In the popular mind and in many so-called "scientific" minds, time is often thought of as a dimension of space. Because of this there is a strong tendency to think of the past as a place where we have been in time, and the future as a place where we will be in time.

Along with this come ideas that the past is affecting us right now, just as sunlight is affecting us from a great distance in space, and the future is an existing place that we can catch glimpses of through dreams, intuition, and perhaps clairvoyance.

Of course, if time is a dimension of space, then it ought to be possible somehow to travel to the past and the future. This, then, brings up fears of interfering with the past in ways that might have negative repercussions in the present and the future, just like an earthquake might cause a tsunami to damage a distant location.

These ideas have produced a great many stories about the effects of time travel, as well as many scientific speculations and experiments.

However, all these ideas about time mentioned so far share a highly significant logical flaw. For some reason they all assume that the earth is standing still.

H. G. Wells' story, The Time Machine, can serve as a good model here. In the literary and movie stories there is a machine that is supposed to travel through time. To the observer's eyes the machine and its occupant naturally disappear when they travel to, say, the future space. And from the occupant's point of view there is a constant parade of natural and man-made changes going on outside the machine--all in the same place!

In the objective world it can't possibly happen that way, because the earth is constantly moving in many directions at once.

The essential misunderstanding comes from the fact that time is not a dimension of space at all. It is a measure of movement through space. Let's look at some of the movement that time is a measure of first.

When we say that an hour of time has passed, what we are really saying, whether we realize it or not, is that the sun has apparently moved 15 of arc in the sky. Since ancient times we have divided the day/night cycle into 24 periods that we call hours. These periods can also be defined as 24 units of 15 degrees each, which gives us a complete circle of 360 degrees. So an hour can also be defined as 1/24 of a solar day/night cycle (I am ignoring obscure variations in the movements of the sun and the earth).

The important point here is that an hour only has meaning in relation to the apparent movement of the sun, which is due to an actual movement of the earth. Now we're getting somewhere, believe it or not (and pun intended). It's time to consider the movements of the earth.

The most important earth movement, as far as our daily life is concerned, is its rotation, because this is what gives us the apparent movement of the sun across the sky from horizon to horizon. The earth is rotating at approximately 1000 miles an hour. This means that during the period in which the sun seems to move 15 degrees of arc in the sky, the point on which you are standing or sitting (or even lying down) on has moved 1000 miles from where it was.
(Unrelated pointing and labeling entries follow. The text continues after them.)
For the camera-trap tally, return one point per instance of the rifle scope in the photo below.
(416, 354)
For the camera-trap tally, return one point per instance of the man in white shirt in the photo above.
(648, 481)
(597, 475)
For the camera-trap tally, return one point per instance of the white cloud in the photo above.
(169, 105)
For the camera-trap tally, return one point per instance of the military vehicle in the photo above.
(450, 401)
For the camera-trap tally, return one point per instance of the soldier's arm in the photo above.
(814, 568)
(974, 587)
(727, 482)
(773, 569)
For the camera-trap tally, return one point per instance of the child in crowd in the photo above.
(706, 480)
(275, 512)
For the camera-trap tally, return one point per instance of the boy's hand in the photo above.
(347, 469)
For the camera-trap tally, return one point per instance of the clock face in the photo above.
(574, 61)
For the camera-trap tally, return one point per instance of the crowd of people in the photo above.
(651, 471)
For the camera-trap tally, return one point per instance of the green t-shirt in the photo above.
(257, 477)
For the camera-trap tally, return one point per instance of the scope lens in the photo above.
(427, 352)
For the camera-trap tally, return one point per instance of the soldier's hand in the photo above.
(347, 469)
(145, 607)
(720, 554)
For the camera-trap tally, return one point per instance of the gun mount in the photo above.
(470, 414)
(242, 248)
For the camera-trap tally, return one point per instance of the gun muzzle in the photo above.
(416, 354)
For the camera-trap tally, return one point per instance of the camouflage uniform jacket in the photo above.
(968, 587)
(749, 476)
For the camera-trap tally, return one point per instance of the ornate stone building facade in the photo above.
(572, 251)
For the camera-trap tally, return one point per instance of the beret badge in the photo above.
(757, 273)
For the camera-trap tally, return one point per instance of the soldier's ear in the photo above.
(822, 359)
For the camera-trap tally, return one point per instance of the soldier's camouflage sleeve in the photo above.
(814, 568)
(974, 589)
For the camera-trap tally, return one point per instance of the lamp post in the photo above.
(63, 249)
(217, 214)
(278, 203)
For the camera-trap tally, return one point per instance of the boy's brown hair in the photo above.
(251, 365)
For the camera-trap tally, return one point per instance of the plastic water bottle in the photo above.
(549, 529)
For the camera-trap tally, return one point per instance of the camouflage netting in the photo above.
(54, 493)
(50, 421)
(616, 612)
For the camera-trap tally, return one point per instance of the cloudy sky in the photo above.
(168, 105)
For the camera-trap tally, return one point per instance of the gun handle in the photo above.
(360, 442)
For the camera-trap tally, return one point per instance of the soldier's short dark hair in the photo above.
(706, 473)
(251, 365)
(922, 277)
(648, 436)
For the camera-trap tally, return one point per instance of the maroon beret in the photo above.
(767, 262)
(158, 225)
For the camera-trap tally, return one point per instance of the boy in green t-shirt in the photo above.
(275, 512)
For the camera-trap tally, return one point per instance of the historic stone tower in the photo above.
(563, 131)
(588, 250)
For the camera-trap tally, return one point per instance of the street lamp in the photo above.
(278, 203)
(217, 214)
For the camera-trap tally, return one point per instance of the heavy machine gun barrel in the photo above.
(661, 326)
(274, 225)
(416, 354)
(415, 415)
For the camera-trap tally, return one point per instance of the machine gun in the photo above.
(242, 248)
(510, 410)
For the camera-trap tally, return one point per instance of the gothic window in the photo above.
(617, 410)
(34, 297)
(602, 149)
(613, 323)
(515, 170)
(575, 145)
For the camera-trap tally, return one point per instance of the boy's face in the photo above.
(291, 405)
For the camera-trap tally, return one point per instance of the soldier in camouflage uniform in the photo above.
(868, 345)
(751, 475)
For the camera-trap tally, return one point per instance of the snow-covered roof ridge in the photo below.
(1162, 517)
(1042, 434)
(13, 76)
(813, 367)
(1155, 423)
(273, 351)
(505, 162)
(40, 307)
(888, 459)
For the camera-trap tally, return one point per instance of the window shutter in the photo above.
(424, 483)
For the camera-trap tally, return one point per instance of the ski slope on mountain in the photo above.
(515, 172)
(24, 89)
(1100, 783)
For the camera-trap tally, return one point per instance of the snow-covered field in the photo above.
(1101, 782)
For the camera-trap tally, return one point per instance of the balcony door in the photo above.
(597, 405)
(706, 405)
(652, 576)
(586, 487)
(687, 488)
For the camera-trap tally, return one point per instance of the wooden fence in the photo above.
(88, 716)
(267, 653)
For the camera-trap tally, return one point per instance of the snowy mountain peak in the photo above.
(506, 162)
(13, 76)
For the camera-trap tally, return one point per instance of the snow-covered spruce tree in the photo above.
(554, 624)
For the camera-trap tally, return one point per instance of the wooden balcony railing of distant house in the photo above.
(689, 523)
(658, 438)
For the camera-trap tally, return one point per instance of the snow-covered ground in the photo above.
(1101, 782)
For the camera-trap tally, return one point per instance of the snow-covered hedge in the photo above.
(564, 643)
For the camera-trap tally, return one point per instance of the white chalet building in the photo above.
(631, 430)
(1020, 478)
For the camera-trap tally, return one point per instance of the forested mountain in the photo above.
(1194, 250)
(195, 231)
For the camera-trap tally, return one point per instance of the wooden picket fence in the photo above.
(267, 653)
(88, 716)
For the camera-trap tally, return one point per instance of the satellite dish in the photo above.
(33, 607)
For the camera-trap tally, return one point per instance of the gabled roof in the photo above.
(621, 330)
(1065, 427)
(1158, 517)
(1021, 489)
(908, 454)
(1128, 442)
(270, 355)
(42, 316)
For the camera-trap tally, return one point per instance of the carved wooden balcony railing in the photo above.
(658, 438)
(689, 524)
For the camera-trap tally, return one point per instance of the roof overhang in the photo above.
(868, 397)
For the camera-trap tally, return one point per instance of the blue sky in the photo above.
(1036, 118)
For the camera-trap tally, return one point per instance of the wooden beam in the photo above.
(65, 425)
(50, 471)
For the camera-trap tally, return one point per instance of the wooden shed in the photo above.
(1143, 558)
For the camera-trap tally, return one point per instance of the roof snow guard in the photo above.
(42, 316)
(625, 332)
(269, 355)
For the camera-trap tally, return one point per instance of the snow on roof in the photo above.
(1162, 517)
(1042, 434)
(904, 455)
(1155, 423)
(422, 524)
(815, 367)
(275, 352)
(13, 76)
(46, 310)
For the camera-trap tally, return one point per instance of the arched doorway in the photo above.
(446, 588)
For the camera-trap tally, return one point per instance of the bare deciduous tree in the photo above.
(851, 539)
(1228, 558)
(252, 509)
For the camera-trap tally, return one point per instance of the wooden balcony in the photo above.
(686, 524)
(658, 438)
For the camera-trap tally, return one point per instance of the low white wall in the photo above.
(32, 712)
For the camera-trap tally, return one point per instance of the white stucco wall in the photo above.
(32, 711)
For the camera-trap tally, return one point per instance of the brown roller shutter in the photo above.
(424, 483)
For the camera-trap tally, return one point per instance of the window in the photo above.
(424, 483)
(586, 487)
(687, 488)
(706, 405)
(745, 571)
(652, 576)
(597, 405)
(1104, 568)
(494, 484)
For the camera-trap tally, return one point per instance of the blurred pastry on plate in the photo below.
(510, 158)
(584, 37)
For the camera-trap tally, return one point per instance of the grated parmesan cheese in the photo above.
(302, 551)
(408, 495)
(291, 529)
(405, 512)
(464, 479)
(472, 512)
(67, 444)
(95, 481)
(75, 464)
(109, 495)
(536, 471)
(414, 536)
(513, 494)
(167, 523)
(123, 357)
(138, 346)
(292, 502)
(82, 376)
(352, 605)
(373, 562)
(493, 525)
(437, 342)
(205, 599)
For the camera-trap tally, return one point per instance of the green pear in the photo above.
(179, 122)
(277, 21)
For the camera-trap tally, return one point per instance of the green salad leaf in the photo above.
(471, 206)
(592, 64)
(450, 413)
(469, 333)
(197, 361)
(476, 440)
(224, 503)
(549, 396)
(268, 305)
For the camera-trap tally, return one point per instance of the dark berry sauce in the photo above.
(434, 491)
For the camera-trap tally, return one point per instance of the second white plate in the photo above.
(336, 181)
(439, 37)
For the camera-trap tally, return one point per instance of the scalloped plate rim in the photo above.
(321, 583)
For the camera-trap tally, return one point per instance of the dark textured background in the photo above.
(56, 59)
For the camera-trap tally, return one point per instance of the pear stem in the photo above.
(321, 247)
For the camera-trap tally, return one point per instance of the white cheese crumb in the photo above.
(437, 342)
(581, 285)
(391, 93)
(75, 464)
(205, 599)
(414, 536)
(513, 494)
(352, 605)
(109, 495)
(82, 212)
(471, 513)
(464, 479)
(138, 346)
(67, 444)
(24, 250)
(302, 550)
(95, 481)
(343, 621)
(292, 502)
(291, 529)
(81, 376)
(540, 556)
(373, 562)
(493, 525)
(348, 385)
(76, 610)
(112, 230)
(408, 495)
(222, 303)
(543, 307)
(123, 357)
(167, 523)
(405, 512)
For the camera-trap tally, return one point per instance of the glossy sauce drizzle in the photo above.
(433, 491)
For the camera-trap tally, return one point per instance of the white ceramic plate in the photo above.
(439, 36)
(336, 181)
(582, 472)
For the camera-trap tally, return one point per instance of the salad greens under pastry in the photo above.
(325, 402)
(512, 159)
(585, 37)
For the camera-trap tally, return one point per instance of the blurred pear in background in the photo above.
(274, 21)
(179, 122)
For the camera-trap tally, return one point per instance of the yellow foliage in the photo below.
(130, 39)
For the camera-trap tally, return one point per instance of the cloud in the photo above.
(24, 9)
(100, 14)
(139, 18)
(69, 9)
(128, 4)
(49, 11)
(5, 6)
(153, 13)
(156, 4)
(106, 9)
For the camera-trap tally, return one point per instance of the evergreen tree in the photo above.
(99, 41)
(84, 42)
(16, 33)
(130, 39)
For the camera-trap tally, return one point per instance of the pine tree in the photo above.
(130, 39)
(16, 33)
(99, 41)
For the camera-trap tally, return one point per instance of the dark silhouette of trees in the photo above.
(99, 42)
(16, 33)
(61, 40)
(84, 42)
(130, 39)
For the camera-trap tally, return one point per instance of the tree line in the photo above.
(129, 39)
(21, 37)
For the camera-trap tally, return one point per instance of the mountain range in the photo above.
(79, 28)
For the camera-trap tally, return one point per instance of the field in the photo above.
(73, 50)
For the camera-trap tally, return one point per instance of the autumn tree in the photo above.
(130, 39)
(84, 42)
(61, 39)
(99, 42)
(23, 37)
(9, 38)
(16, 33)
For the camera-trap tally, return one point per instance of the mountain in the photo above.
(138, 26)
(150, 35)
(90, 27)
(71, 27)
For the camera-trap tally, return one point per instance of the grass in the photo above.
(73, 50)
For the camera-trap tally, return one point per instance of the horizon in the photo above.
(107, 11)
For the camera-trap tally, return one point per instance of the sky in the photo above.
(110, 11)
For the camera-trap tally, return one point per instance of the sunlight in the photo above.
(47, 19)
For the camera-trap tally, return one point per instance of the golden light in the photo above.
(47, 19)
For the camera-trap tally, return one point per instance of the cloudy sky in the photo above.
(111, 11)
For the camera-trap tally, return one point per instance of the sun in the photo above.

Next, we have to consider the earth's movement in its orbit around the sun. Looking at the sun relative to its background of stars, it appears to move about 1 degree per day, using a 360 degree circle for the earth's orbit. It actually takes about 365.25 days for the earth to move around this circle. The circumference of this orbit is about 608 million miles (940 km) and the earth has to move at a speed of about 69,000 miles per hour in order to make it on time.

Wait! It gets even more complicated.

While rotation and orbiting are going on, the sun and all its planets are moving toward the constellation Hercules at 42,000 miles per hour. At the same time the whole system is moving upwards at about 15,000 miles per hour. And also at the same time as a system we are are orbiting the Milky Way galaxy at a speed of about 446,000 miles per hour.

Putting all these movements together, each of us as individuals on this earth are moving at about 575,000 miles per hour within our galaxy. Not only does this make space navigation extremely difficult, it plays havoc with the whole idea of time travel.

Here is the gist of it. We are over half a million miles from where we were an hour ago. The place where we were is empty space (or filled with an asteroid or a nebula or a black hole or dark matter or whatever). To move "back in time" would necessarily mean to go backward in space to where we were previously. If we were to go backward for only one minute it would put us about 9,600 miles from where we are at this moment, and the result would most likely mean instant annihilation.

So "time travel" is not only impractical, the whole idea is merely a trick of language. Among people whose language does not include a past or future tense you will never find stories of time travel.

On the other hand, all of the above is only valid from within the worldview that we call "objective," or "scientific." From a subjective (psychic), symbolic (shamanic), or holistic (mystical) worldview everything might be different.